Like him or not, Donald Trump appears ready to be a president unlike any in recent American history. Consider that Trump spoke with the president of Taiwan shortly after his election and suggested that global warming is a hoax China is trying to foist on the world.
Diplomacy is at the heart of any presidency, and multiple news agencies have reported concerns that Trump is ready to push the U.S. towards a pro-Taiwan policy. Writing in the Japan Times, one American academic voiced his concerns about what angering China could mean for the U.S.
For starters, he could embolden Taiwan to be more aggressive in trying to upend the status quo. Indeed, Tsai’s own Democratic Progressive Party is officially committed to Taiwan’s independence, and while Tsai herself has not yet sought to realize revisionist goals, that could change if she feels that Trump is sympathetic to her cause.
Trump could also do damage by inflaming Chinese government and military hardliners, if he confirms their belief that the U.S. wants to undermine their country’s “core interests” — namely, sustaining the appearance, if not the reality, that there is only one China.
The latest example of Trump being not so diplomatic when it comes to diplomacy — he’s refusing to allow any current ambassador to remain in his or her post beyond Jan. 20, the day he is sworn in as president. Perhaps the most relevant part of Politico’s examination of the decision is this:
In typical presidential transitions, politically appointed ambassadors have been allowed to stay on the job for weeks or months after the new president has taken office. It’s partly been done this way out of personal courtesy for their family situations, but also to allow for some continuity as the new administration moves to fill a vast number of postings stateside and abroad.
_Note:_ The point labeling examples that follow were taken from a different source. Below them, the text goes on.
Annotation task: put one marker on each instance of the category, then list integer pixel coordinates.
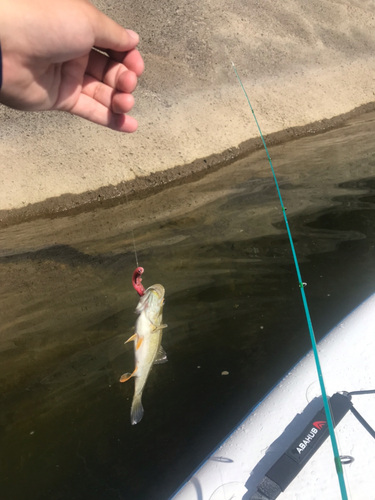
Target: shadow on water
(233, 306)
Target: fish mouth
(159, 289)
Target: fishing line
(135, 250)
(302, 285)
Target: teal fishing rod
(302, 285)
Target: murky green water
(233, 304)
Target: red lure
(137, 281)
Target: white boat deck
(347, 356)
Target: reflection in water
(233, 305)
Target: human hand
(49, 62)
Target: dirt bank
(305, 67)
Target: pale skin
(49, 62)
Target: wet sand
(233, 305)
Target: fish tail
(136, 412)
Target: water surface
(219, 247)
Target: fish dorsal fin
(160, 357)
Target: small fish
(147, 344)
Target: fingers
(90, 109)
(118, 102)
(109, 34)
(112, 73)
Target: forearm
(1, 68)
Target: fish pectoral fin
(127, 376)
(161, 356)
(160, 327)
(139, 343)
(133, 337)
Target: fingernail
(133, 35)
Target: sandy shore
(306, 68)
Thus, on one level Trump is wantonly disrupting the lives of men and women who, regardless of how well they have represented the U.S. around the globe, are associated with Barack Obama. Meanwhile, he also is unnecessarily disrupting U.S. diplomacy.
Anything Trump does on the international stage will be overshadowed by how he deals with Russian president Vladimir Putin. Presuming he takes as credible information that Russia tried to influence the outcome of the 2016 U.S. presidential election, Trump would be hard pressed to continue saying some of the kind words he’s used in the past.